Richard was born in Walcote, Misterton, Leicestershire and baptised at St Leonard’s on 6 November 1831. At the time of the first UK census in 1841, Richard (10) lived in Walcote village with his parents, John and Ann Masters, his older sister Elizabeth (13) and his younger brother Joel (then aged 1 year old). Although it is not specifically indicated in this census whether children went to school, it is assumed that Elizabeth and Richard attended the local school.
In 1851, Richard (19) was still living with his parents and family in Walcote. His sister, Elizabeth, was by this time married to Thomas Archer, and young Joel was aged 11 and
attending school. Although John Masters was listed as an agricultural labourer, Richard’s occupation was given as “farmer’s son”. This reference did not necessarily mean that he was an agricultural labourer like his father, but then again, it does not specify that he was engaged in any sea-related occupation as told in stories by the Palmerston people.

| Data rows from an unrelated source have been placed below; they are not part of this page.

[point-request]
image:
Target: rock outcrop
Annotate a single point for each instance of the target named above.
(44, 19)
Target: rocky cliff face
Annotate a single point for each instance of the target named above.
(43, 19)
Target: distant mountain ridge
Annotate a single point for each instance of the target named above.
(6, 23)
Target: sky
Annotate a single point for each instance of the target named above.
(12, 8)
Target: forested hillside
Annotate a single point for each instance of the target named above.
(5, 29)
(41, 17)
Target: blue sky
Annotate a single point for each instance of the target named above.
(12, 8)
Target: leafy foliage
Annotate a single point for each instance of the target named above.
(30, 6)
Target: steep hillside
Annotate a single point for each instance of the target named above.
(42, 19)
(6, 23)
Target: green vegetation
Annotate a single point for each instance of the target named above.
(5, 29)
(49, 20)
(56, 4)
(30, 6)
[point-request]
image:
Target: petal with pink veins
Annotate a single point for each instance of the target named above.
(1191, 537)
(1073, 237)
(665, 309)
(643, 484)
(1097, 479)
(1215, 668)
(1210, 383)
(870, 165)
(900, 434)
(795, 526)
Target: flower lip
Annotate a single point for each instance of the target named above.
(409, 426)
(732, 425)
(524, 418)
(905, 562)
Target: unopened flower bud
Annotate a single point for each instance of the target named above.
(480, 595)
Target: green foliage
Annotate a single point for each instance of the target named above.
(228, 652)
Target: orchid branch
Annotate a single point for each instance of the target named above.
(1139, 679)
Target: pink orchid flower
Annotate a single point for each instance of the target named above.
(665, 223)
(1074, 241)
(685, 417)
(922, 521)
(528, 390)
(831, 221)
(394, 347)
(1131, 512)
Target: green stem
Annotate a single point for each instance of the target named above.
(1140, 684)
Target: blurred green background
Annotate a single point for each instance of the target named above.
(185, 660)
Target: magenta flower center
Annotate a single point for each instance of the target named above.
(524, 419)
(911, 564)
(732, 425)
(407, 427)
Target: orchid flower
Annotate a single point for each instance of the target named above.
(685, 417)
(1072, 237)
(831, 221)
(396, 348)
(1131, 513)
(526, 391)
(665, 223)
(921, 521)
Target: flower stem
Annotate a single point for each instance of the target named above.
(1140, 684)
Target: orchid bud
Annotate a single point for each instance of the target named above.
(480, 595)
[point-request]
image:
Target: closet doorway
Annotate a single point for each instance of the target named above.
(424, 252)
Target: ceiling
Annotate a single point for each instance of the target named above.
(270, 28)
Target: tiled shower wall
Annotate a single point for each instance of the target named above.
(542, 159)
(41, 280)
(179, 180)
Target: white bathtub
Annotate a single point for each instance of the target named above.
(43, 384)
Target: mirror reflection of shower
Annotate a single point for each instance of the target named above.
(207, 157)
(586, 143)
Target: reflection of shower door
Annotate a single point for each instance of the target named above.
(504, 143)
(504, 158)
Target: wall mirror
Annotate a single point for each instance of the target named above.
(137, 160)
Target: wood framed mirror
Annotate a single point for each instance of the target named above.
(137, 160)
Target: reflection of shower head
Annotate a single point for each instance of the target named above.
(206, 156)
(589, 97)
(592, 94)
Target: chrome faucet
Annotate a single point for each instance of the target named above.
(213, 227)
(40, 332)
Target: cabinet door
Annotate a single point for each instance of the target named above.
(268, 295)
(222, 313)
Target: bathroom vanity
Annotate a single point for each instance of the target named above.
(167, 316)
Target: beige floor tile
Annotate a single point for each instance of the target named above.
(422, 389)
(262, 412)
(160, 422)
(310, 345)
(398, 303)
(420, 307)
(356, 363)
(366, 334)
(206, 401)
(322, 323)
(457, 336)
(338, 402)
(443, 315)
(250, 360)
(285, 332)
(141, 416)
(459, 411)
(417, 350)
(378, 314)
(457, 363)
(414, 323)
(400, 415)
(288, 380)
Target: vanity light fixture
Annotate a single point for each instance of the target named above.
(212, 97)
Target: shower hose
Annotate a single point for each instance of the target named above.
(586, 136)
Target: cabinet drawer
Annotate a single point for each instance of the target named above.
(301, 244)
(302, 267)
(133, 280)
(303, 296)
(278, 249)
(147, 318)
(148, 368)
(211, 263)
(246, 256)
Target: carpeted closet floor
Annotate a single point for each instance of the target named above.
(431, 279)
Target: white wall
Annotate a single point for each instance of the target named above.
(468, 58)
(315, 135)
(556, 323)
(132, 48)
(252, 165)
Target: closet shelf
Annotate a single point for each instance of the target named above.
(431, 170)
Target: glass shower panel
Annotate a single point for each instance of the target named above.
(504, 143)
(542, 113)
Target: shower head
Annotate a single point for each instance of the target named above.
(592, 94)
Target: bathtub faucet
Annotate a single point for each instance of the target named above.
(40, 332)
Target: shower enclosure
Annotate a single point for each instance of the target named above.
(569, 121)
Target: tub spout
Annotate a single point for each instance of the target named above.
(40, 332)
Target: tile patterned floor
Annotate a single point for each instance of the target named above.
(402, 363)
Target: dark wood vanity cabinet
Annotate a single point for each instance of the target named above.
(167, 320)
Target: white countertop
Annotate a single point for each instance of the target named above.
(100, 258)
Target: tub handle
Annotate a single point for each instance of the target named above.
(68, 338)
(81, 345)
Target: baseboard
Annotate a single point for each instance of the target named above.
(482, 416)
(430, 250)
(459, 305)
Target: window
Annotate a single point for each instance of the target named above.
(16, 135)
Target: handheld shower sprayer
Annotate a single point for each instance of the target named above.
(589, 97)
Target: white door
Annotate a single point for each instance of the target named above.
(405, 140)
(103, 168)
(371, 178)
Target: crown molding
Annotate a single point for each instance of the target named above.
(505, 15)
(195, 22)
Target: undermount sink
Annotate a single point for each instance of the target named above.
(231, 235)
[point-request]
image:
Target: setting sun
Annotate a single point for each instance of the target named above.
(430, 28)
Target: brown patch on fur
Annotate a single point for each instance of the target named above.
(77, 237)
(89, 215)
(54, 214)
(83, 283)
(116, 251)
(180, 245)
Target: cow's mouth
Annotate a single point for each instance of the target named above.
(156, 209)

On 10 November 1851, at St Leonard’s Church in Misterton, Richard married Charlotte Farmer. Richard signed his own name in the parish register indicating that he had been educated. Charlotte signed with an X indicating that she could not write her name. Even John Masters, Richard’s father could read and write by this time, whereas at his own wedding (at the age of 20 as was Richard) he too signed with an X. The ceremony was witnessed by Charlotte’s sister Mary Farmer and her husband, Joseph Bailey, a cordwainer 10 from Pailton, Warwickshire. On 25 January 1852, Richard and Charlotte’s son, John Richard, was baptised (in private) at the Misterton church.
On 5 December 1853, the birth of a daughter named Ann Elizabeth was registered to Richard Masters and Charlotte (nee Farmer) at the Lutterworth District Records Office. On 15 May 1856, when the baby was formally baptised at St Leonard’s Church in Misterton, she was renamed Ann Elizabeth Joel Masters and her parents were recorded as Richard and Sarah Masters. Future census documents record that Ann Elizabeth Joel lived with John and Ann Masters of Walcote, and that she was their grand-daughter.
Richard Masters’ (b.1831) name does not appear in any UK documents that I could find after this baptism entry in 1856, while William Richard Marsters (apparently b.1821) appears in the Pacific in 1856. While Richard/William was engaged in adventures in the Pacific, his parents,
wife, son, daughter and other family members carried on their lives in England without him.
And this is what the rest of “The Masters of Walcote” is about.